For the purposes of this proposal, I am using a real-world application. This application uses gRPC and has a single RPC stream active. It also supports 'fix financial protocol' via standard TCP sockets (no active connections). It emits multicast packets as well. It has a web interface, and also web socket interface (both with no active connections). So there is a lot of network end-points in-use.
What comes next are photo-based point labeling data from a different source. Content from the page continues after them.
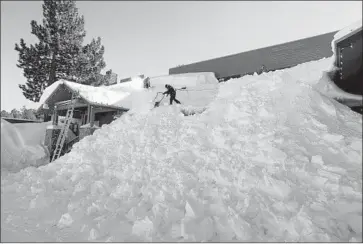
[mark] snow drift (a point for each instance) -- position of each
(201, 90)
(271, 159)
(22, 146)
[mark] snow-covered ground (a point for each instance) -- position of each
(271, 159)
(22, 146)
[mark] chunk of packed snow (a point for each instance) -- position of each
(22, 146)
(125, 181)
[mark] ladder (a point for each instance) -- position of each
(62, 135)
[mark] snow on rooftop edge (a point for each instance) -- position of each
(98, 95)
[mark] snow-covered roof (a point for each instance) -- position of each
(94, 95)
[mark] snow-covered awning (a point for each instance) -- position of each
(100, 96)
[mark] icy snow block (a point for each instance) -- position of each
(83, 132)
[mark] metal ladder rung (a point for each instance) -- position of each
(64, 130)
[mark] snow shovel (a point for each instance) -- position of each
(158, 103)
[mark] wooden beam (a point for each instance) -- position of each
(64, 105)
(104, 110)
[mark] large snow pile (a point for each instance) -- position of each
(22, 146)
(201, 90)
(136, 83)
(271, 159)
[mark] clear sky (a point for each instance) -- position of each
(145, 37)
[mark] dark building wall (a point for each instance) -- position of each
(273, 58)
(349, 62)
(104, 118)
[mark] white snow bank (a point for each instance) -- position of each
(271, 159)
(136, 83)
(22, 145)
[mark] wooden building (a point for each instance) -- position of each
(90, 111)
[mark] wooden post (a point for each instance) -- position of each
(92, 114)
(88, 113)
(55, 116)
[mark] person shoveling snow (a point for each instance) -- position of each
(171, 91)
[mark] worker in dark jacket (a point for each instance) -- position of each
(171, 91)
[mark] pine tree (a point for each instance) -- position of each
(59, 53)
(92, 62)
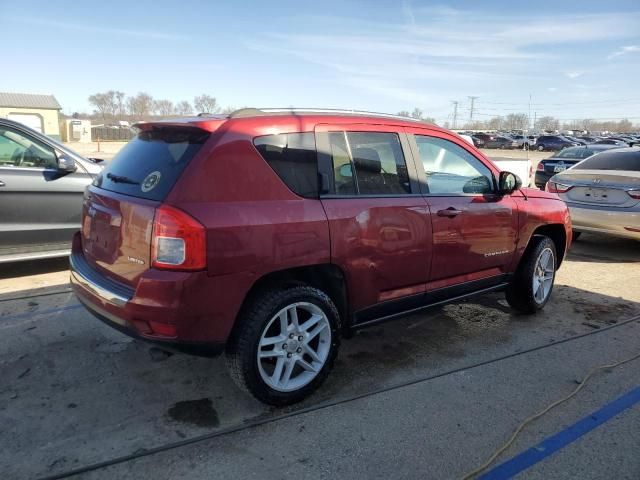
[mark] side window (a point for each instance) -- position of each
(450, 169)
(293, 157)
(368, 163)
(18, 150)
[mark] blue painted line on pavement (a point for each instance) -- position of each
(36, 313)
(563, 438)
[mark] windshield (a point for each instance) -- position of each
(612, 160)
(149, 165)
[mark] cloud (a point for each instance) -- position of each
(429, 55)
(624, 51)
(95, 29)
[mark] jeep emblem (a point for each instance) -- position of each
(150, 181)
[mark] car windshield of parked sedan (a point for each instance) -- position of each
(575, 153)
(626, 161)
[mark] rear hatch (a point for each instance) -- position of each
(602, 187)
(120, 205)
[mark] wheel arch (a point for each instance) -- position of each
(557, 234)
(327, 277)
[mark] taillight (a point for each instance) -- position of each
(634, 194)
(178, 241)
(555, 187)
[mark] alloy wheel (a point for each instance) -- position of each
(294, 346)
(543, 274)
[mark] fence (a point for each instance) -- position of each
(105, 134)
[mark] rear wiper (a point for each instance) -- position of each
(121, 179)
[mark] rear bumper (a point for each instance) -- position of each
(172, 309)
(605, 220)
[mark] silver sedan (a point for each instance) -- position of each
(603, 193)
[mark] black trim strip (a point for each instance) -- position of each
(392, 309)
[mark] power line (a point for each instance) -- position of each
(473, 99)
(591, 102)
(455, 113)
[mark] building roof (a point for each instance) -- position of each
(28, 100)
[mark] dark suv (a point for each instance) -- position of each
(554, 142)
(270, 234)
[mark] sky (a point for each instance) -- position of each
(565, 59)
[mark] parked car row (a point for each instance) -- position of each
(240, 234)
(547, 142)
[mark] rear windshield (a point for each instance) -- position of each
(629, 161)
(150, 164)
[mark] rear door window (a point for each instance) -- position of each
(293, 157)
(150, 164)
(368, 163)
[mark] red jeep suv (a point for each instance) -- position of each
(269, 234)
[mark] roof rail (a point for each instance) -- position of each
(252, 112)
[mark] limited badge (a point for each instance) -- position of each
(150, 181)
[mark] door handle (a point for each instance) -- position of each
(449, 212)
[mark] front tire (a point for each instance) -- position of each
(285, 344)
(533, 281)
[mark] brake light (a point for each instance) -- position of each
(554, 187)
(178, 241)
(634, 194)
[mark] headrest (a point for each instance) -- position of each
(366, 159)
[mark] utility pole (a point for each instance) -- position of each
(473, 99)
(455, 113)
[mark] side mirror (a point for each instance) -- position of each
(66, 163)
(508, 183)
(345, 170)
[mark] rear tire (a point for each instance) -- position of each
(532, 283)
(273, 356)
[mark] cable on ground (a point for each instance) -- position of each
(503, 448)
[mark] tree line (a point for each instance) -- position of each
(114, 105)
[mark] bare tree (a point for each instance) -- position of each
(495, 123)
(164, 108)
(140, 106)
(516, 121)
(184, 108)
(121, 107)
(105, 104)
(548, 123)
(205, 104)
(417, 114)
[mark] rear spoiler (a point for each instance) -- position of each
(206, 124)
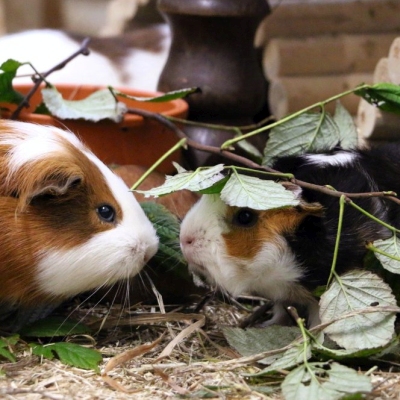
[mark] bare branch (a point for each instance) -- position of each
(251, 164)
(39, 78)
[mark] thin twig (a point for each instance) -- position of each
(251, 164)
(39, 78)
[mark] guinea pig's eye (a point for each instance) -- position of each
(245, 217)
(106, 213)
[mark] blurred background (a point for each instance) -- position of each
(310, 49)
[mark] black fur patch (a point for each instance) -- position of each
(376, 169)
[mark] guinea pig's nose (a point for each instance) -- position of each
(150, 252)
(187, 240)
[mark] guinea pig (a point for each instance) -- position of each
(284, 254)
(133, 59)
(68, 224)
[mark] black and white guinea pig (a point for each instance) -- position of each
(283, 254)
(67, 223)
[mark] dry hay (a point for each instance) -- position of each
(201, 366)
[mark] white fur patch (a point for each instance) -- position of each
(106, 258)
(31, 142)
(337, 159)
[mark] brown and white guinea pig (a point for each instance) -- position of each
(283, 254)
(67, 223)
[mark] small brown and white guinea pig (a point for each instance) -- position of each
(67, 223)
(283, 254)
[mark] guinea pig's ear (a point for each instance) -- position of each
(53, 185)
(310, 208)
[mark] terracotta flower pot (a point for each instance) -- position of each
(132, 141)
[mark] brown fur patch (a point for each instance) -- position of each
(44, 206)
(246, 242)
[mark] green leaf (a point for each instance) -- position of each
(255, 340)
(385, 96)
(323, 381)
(388, 253)
(196, 181)
(97, 106)
(69, 354)
(169, 255)
(347, 355)
(255, 193)
(173, 95)
(347, 128)
(7, 93)
(52, 327)
(216, 188)
(356, 291)
(308, 132)
(5, 343)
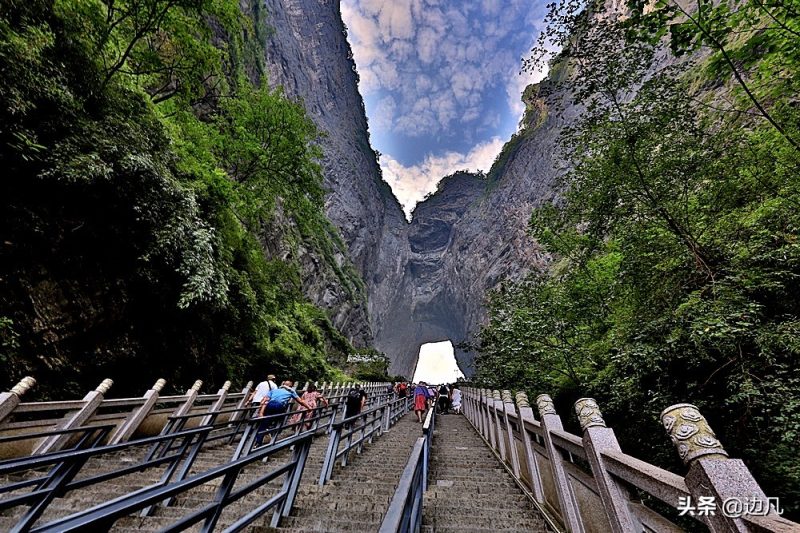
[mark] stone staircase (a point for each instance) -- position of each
(210, 457)
(468, 489)
(358, 495)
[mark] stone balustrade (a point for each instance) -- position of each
(588, 484)
(134, 417)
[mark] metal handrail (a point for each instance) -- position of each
(405, 510)
(66, 465)
(103, 516)
(84, 442)
(369, 423)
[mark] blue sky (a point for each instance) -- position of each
(441, 83)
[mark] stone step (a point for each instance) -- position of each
(329, 525)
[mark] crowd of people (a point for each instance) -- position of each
(444, 398)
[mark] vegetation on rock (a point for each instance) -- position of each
(676, 262)
(156, 201)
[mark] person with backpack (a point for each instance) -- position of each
(443, 401)
(277, 402)
(421, 395)
(455, 399)
(261, 390)
(355, 401)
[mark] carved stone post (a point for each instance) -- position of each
(483, 404)
(526, 415)
(137, 416)
(11, 399)
(711, 474)
(76, 419)
(508, 409)
(551, 421)
(597, 438)
(191, 396)
(497, 406)
(218, 404)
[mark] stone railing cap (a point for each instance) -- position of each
(23, 386)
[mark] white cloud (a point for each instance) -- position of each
(411, 183)
(383, 117)
(437, 364)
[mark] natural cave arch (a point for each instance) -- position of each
(437, 363)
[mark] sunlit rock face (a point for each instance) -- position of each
(425, 281)
(309, 56)
(468, 237)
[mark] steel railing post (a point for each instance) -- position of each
(11, 399)
(91, 402)
(566, 498)
(220, 401)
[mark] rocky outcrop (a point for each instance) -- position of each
(425, 281)
(470, 235)
(309, 56)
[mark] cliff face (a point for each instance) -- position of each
(468, 237)
(309, 56)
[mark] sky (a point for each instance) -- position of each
(437, 364)
(441, 82)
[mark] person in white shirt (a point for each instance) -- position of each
(455, 399)
(262, 389)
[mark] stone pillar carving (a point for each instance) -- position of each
(509, 412)
(566, 499)
(218, 404)
(597, 438)
(11, 399)
(75, 419)
(526, 416)
(486, 415)
(691, 434)
(191, 396)
(711, 474)
(243, 402)
(139, 414)
(497, 409)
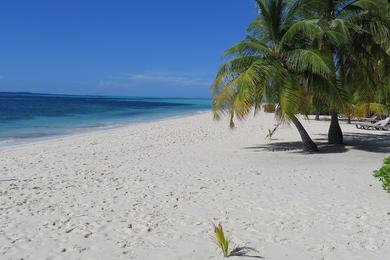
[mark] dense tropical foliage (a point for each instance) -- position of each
(298, 55)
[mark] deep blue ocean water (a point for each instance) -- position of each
(26, 116)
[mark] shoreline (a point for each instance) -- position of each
(34, 140)
(153, 191)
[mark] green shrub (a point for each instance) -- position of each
(384, 174)
(222, 240)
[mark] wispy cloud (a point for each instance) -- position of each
(175, 79)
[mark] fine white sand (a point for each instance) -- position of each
(153, 191)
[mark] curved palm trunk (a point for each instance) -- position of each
(335, 135)
(308, 145)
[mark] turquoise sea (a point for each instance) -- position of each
(25, 116)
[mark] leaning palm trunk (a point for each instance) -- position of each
(308, 145)
(335, 135)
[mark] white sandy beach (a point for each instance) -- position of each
(153, 191)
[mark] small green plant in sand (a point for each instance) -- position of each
(384, 174)
(222, 240)
(271, 132)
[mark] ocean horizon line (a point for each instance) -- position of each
(99, 95)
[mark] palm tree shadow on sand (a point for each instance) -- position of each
(245, 252)
(369, 142)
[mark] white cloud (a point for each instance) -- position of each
(175, 79)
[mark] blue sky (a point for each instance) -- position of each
(169, 48)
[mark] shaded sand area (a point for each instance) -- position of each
(152, 191)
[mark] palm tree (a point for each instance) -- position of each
(352, 33)
(271, 66)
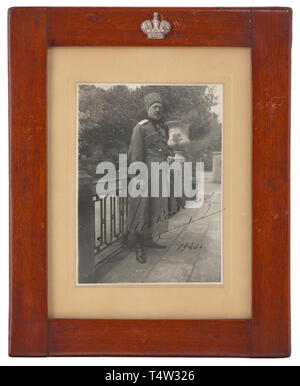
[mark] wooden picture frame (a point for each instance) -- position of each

Although it is a real-world application, it is very small compared to most enterprise applications.

The following screen shot shows a profile, and the OS cpu utilization - notice the very heavy system cpu usage:

image

A tree sample provides a bit more context:

      10ms   runtime.libcCall
             runtime.pthread_mutex_lock
             runtime.semawakeup
             runtime.notewakeup
             runtime.startm
             runtime.wakep
             runtime.ready
             runtime.goready.func1
             runtime.systemstack
             runtime.goready
             runtime.send
             runtime.chansend
             runtime.selectnbsend
             google.golang.org/grpc/internal/transport.(*controlBuffer).executeAndPut
             google.golang.org/grpc/internal/transport.(*controlBuffer).put
             google.golang.org/grpc/internal/transport.(*http2Server).handleData
             google.golang.org/grpc/internal/transport.(*http2Server).HandleStreams
             google.golang.org/grpc.(*Server).serveStreams
             google.golang.org/grpc.(*Server).handleRawConn.func1

Here is the OS total CPU % breakdown:

image

Here is the 'web' view for the profile:

profile001

Here is a GODEBUG sampling with scheddetail=1 for the same process.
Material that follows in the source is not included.